We reached the upper level gallery. Here was the most striking example of the cotton cloth attachments in the form of a large bow. I am not sure how it added to the lines and triangles, but it was certainly an attraction. Working this out and with the eye constantly moving to follow the lines Thao certainly makes the viewer active. I noticed too that in two of the paintings it appeared to be raining. ‘Living in Saigon, I love the rain’, said the artist; a feeling which I entirely share.

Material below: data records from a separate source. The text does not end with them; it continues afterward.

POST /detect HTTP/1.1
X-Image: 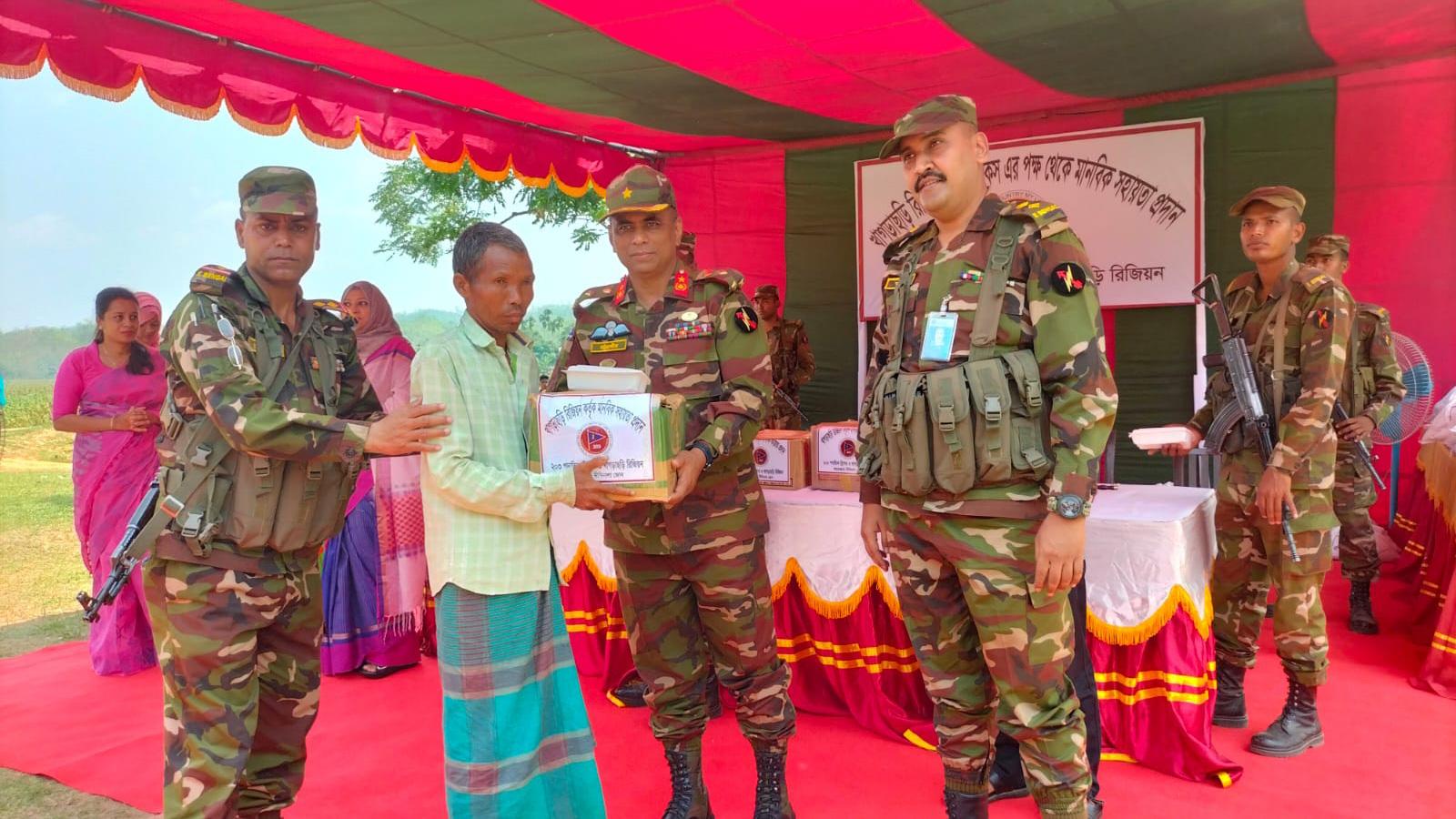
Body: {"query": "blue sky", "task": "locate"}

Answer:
[0,70,622,329]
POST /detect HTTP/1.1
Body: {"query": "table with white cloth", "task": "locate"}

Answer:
[551,484,1239,784]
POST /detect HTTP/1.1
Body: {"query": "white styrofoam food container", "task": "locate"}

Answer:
[566,364,651,392]
[1127,427,1198,450]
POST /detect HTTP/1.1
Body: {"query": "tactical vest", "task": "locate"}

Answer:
[158,268,362,557]
[861,214,1053,497]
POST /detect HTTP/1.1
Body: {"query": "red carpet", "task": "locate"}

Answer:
[0,565,1456,819]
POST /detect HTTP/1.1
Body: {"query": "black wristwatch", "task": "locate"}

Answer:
[687,440,718,470]
[1051,492,1087,521]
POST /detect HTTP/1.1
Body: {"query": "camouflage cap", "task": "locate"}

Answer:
[1306,233,1350,259]
[1228,185,1305,216]
[238,165,318,216]
[879,93,977,159]
[606,165,677,216]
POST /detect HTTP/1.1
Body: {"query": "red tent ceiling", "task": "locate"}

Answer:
[0,0,1456,192]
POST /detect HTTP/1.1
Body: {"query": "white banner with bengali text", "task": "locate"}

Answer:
[854,119,1203,320]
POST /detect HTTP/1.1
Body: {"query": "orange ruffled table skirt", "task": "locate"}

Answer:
[551,487,1242,787]
[1388,443,1456,700]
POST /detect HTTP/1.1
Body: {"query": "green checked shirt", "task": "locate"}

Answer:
[410,313,577,594]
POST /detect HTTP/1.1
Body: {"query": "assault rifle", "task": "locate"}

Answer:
[1334,400,1385,490]
[76,478,162,622]
[1192,274,1299,562]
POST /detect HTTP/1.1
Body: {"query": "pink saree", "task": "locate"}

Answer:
[51,344,166,674]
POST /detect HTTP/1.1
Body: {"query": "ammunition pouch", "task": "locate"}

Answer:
[862,349,1053,497]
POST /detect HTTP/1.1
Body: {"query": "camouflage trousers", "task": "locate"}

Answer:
[616,531,794,749]
[886,510,1092,817]
[1210,480,1330,685]
[146,558,323,819]
[1335,443,1380,583]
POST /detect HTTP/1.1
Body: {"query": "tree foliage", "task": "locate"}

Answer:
[369,157,606,264]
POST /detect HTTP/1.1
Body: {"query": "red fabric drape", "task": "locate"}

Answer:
[0,0,632,196]
[664,148,792,300]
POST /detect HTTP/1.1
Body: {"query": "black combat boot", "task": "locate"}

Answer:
[1249,672,1325,756]
[662,748,713,819]
[1213,662,1249,729]
[1350,580,1380,634]
[986,765,1031,802]
[945,788,990,819]
[753,748,794,819]
[612,674,646,708]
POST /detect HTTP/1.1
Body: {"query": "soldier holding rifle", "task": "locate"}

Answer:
[1163,185,1354,756]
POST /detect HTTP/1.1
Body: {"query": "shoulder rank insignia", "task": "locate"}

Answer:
[733,305,759,332]
[1051,262,1087,296]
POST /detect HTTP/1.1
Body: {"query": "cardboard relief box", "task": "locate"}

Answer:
[526,392,686,501]
[810,421,859,492]
[753,430,810,490]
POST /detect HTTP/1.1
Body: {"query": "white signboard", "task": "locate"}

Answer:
[854,119,1203,320]
[536,392,653,484]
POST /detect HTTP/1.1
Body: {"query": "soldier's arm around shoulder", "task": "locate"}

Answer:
[689,269,774,456]
[1269,268,1354,472]
[1017,217,1117,497]
[163,274,369,460]
[1363,305,1405,426]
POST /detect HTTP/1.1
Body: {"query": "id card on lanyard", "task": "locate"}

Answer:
[920,296,959,361]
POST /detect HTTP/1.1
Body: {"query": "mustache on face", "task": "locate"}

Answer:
[915,170,945,192]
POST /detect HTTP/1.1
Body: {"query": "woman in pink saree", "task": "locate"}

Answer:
[51,287,167,674]
[320,281,428,678]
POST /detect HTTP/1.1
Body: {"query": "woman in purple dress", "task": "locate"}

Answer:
[322,281,428,678]
[51,287,167,674]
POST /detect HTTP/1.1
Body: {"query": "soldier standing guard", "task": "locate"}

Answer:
[753,284,814,430]
[146,167,449,817]
[1305,233,1405,634]
[1163,185,1352,756]
[861,95,1117,819]
[549,165,794,819]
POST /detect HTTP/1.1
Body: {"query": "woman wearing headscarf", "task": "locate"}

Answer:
[51,287,167,674]
[322,281,427,678]
[136,290,162,349]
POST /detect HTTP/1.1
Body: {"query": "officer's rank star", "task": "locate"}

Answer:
[1051,262,1087,296]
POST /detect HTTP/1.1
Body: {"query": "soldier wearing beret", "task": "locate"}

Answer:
[753,284,814,430]
[549,165,794,819]
[1305,233,1405,634]
[146,167,449,817]
[1165,185,1354,756]
[861,95,1117,819]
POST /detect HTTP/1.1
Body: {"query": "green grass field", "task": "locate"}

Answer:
[0,417,150,819]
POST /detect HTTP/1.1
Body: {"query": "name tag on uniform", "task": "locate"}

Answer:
[920,310,959,361]
[587,339,628,356]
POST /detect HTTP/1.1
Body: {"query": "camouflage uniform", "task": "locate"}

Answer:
[753,284,814,430]
[861,96,1117,816]
[1306,233,1405,583]
[146,167,380,817]
[548,167,794,749]
[1189,205,1351,688]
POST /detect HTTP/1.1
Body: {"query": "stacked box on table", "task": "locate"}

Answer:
[810,421,859,492]
[526,392,687,501]
[753,430,810,490]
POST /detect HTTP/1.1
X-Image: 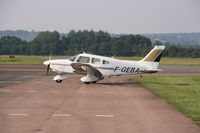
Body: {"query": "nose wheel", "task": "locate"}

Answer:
[56,80,62,83]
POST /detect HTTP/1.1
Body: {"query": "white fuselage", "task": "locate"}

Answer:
[44,53,147,76]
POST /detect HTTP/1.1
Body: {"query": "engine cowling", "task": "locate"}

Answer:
[53,75,67,83]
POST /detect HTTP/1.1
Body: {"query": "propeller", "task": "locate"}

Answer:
[47,51,52,75]
[47,63,50,75]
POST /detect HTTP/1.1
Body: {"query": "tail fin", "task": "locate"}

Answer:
[140,46,165,69]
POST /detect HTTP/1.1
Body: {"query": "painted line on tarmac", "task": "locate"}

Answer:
[52,114,71,116]
[0,80,22,83]
[9,113,29,116]
[0,90,16,92]
[23,75,40,78]
[96,115,114,117]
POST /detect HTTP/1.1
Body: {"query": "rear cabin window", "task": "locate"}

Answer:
[103,60,109,64]
[69,55,77,62]
[77,56,90,63]
[92,58,101,64]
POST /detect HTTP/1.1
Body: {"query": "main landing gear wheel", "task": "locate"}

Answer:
[56,80,62,83]
[84,82,90,84]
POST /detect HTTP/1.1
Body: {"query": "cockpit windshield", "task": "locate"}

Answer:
[69,55,78,62]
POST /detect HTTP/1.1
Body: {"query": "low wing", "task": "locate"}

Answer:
[140,69,161,73]
[71,63,103,80]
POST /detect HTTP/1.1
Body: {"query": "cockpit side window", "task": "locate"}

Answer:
[69,55,77,62]
[92,58,101,64]
[103,60,110,64]
[77,56,90,63]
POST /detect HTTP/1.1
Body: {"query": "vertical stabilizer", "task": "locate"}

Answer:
[140,46,165,69]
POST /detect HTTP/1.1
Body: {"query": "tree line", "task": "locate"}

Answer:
[0,30,200,57]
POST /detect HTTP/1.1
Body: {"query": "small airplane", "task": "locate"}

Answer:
[43,46,165,84]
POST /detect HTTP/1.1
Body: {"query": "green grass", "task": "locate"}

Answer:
[134,76,200,126]
[0,55,69,64]
[116,57,200,66]
[0,55,200,66]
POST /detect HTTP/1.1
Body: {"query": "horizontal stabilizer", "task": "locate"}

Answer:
[140,69,162,73]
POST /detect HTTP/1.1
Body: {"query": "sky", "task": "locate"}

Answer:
[0,0,200,34]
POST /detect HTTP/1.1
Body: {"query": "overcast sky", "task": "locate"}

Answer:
[0,0,200,34]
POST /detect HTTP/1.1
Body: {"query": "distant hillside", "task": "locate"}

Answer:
[0,30,39,41]
[111,33,200,45]
[142,33,200,45]
[0,30,200,45]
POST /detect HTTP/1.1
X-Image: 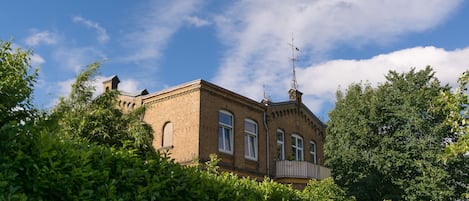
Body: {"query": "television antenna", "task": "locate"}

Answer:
[288,33,300,90]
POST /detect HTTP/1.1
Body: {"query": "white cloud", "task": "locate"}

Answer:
[53,47,106,73]
[186,16,212,27]
[24,30,57,46]
[297,46,469,112]
[73,16,110,43]
[214,0,462,111]
[123,0,201,61]
[54,78,75,98]
[31,54,46,67]
[92,76,141,96]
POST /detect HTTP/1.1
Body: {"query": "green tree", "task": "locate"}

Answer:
[325,67,454,200]
[0,40,37,127]
[52,62,154,153]
[437,71,469,157]
[436,71,469,199]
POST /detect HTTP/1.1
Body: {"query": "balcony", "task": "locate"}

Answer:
[275,161,331,180]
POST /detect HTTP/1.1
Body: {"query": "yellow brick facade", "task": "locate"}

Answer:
[103,76,325,186]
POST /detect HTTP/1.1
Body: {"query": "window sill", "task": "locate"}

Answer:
[157,145,174,151]
[244,156,257,162]
[218,149,233,155]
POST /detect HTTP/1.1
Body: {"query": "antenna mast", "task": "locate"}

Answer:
[288,33,300,90]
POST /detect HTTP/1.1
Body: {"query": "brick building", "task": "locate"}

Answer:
[103,76,330,188]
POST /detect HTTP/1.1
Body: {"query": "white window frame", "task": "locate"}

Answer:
[309,140,318,164]
[218,110,234,154]
[291,134,304,161]
[277,129,285,160]
[161,121,173,147]
[244,119,259,161]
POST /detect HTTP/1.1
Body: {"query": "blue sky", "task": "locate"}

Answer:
[0,0,469,119]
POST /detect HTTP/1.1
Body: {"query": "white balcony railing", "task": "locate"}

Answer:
[275,161,331,180]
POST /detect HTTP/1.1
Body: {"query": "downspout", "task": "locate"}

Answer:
[263,110,270,177]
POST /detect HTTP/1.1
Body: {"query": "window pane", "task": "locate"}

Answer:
[218,112,233,125]
[218,127,225,149]
[244,135,249,156]
[277,131,283,142]
[162,122,173,147]
[225,128,231,151]
[277,144,285,160]
[244,121,257,133]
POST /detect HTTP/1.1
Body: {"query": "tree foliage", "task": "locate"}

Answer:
[53,62,153,152]
[325,67,457,200]
[437,71,469,157]
[0,40,37,126]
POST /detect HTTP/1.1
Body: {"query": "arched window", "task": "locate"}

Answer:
[309,141,317,164]
[277,129,285,160]
[161,122,173,147]
[244,119,257,160]
[218,110,233,154]
[291,134,304,161]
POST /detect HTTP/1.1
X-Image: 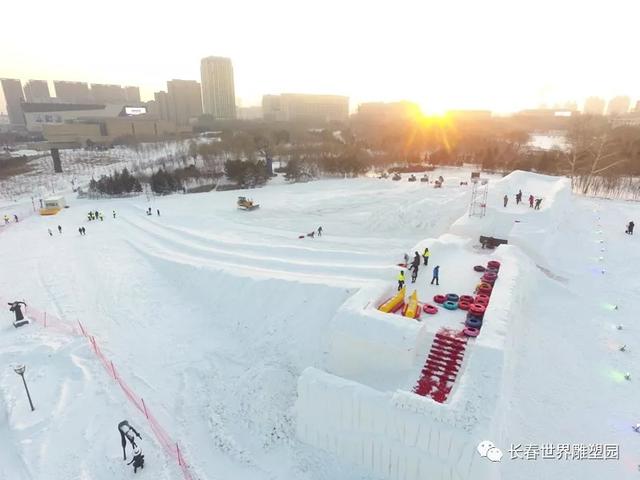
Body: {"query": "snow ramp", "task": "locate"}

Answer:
[450,170,571,267]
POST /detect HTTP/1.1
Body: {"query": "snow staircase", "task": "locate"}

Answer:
[413,329,467,403]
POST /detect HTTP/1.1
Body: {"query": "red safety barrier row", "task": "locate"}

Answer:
[0,297,194,480]
[413,329,467,403]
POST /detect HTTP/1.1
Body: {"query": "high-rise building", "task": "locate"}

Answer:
[124,87,140,103]
[607,96,631,115]
[24,80,51,103]
[153,90,169,120]
[91,83,127,104]
[1,78,25,125]
[200,57,236,118]
[262,93,349,122]
[53,80,93,105]
[582,97,606,115]
[167,79,202,125]
[355,101,420,124]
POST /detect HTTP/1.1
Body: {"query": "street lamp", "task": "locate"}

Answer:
[13,365,35,412]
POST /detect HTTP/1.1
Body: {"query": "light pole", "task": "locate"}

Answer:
[13,365,35,412]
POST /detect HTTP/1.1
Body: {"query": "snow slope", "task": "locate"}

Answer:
[0,172,640,480]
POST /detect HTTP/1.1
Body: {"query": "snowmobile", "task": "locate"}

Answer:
[237,197,260,210]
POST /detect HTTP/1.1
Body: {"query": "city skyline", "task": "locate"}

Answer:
[0,0,640,112]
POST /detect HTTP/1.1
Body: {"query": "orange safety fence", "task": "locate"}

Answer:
[0,297,194,480]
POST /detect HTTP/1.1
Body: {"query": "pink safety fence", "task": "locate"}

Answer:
[0,206,36,233]
[0,297,194,480]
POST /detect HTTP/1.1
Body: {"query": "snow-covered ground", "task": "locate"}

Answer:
[0,171,640,480]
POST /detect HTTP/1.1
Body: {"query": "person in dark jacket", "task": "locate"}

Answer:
[127,447,144,473]
[422,247,431,265]
[409,263,420,283]
[118,420,142,460]
[398,270,404,291]
[8,301,27,322]
[431,265,440,285]
[624,220,636,235]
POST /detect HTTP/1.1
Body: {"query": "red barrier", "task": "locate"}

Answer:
[0,297,194,480]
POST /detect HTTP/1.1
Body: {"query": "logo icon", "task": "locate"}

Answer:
[476,440,502,462]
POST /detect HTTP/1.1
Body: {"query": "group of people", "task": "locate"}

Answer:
[87,210,104,222]
[398,248,440,290]
[503,190,542,210]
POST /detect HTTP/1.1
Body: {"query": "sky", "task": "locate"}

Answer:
[0,0,640,113]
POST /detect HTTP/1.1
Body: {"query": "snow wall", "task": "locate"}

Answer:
[295,246,535,480]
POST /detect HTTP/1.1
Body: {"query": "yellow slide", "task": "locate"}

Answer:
[378,287,405,313]
[404,290,420,318]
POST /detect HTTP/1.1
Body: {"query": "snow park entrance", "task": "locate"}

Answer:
[0,169,640,480]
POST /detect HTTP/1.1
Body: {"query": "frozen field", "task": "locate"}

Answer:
[0,172,640,480]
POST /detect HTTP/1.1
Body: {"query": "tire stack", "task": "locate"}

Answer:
[463,260,500,337]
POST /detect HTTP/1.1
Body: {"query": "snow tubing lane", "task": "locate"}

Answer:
[474,293,489,306]
[464,317,482,329]
[476,282,493,297]
[462,327,480,338]
[480,272,498,285]
[487,260,500,270]
[442,300,458,310]
[469,303,487,318]
[433,295,447,303]
[422,303,438,315]
[460,295,473,303]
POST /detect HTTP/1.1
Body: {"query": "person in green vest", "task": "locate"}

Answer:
[398,270,404,291]
[422,247,431,265]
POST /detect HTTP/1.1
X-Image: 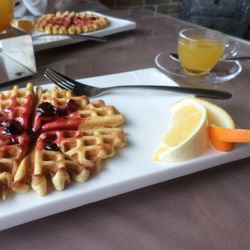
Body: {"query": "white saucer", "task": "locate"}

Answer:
[155,51,242,83]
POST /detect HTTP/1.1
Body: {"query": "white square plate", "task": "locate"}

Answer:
[32,11,136,51]
[0,68,250,230]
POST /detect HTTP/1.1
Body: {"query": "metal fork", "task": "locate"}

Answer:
[32,33,108,43]
[44,68,232,99]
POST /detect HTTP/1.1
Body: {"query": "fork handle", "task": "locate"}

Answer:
[102,85,232,99]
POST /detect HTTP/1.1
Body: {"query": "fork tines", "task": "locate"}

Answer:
[44,68,76,90]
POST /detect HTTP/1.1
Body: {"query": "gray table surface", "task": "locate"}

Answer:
[0,10,250,250]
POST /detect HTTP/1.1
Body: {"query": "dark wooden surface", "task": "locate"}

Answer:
[0,10,250,250]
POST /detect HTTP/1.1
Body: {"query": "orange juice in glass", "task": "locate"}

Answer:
[178,28,227,76]
[0,0,14,34]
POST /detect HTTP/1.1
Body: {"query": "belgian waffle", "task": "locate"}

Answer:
[35,11,109,34]
[0,87,126,198]
[0,83,34,199]
[0,83,35,129]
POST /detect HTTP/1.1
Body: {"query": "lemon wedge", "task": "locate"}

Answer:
[154,98,209,162]
[12,19,35,34]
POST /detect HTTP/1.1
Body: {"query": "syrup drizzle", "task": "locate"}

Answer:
[0,97,79,151]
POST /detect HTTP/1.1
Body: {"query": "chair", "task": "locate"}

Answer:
[180,0,250,37]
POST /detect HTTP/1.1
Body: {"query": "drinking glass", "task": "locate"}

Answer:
[0,0,15,35]
[178,28,234,76]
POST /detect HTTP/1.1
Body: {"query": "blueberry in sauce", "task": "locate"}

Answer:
[56,108,68,117]
[44,143,60,151]
[9,137,18,145]
[3,120,24,135]
[43,134,57,144]
[65,99,79,113]
[36,102,56,117]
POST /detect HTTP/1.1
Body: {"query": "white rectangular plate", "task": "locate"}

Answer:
[32,11,136,51]
[0,68,250,230]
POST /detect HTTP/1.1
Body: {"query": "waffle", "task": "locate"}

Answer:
[35,11,109,34]
[0,83,35,129]
[0,87,126,198]
[0,117,29,200]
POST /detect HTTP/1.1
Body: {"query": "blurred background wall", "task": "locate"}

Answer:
[100,0,180,16]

I asked Thao which Western artists he might like and/or by whom he was influenced. Antoni Tapies came the reply. I looked him up and sure enough the influences are clear to see. Tapies for most of his career was described as expressionist abstract and like Thao liked to attach string and cloth and everyday objects to his canvasses. When you are talking about an artist of Barcelona by this first name of Antoni it can only lead the conversation to the very original and renowned architect, Antoni Gaudi. As an architect, Gaudi, I remarked, was very artistic. ‘Yes,his work was sculpture’, replied Thao. ‘There is a quote by Gaudi’, I went on, ‘that might apply given its title to your exhibition. ‘The straight line belongs to man; the curved line to God.’ Gaudi believed as there were no straight lines in nature. They should not be in buildings. We may agree or not but it is still refreshing to be in the company of one who celebrates the straight line.
I hope I have given you a good overview of what to expect from this foremost contemporary abstract Vietnamese artist. Of course, with this kind of art personal reactions depend on the eye and the heart of the beholder. At all events I think you will find the works interesting and worthy of your time.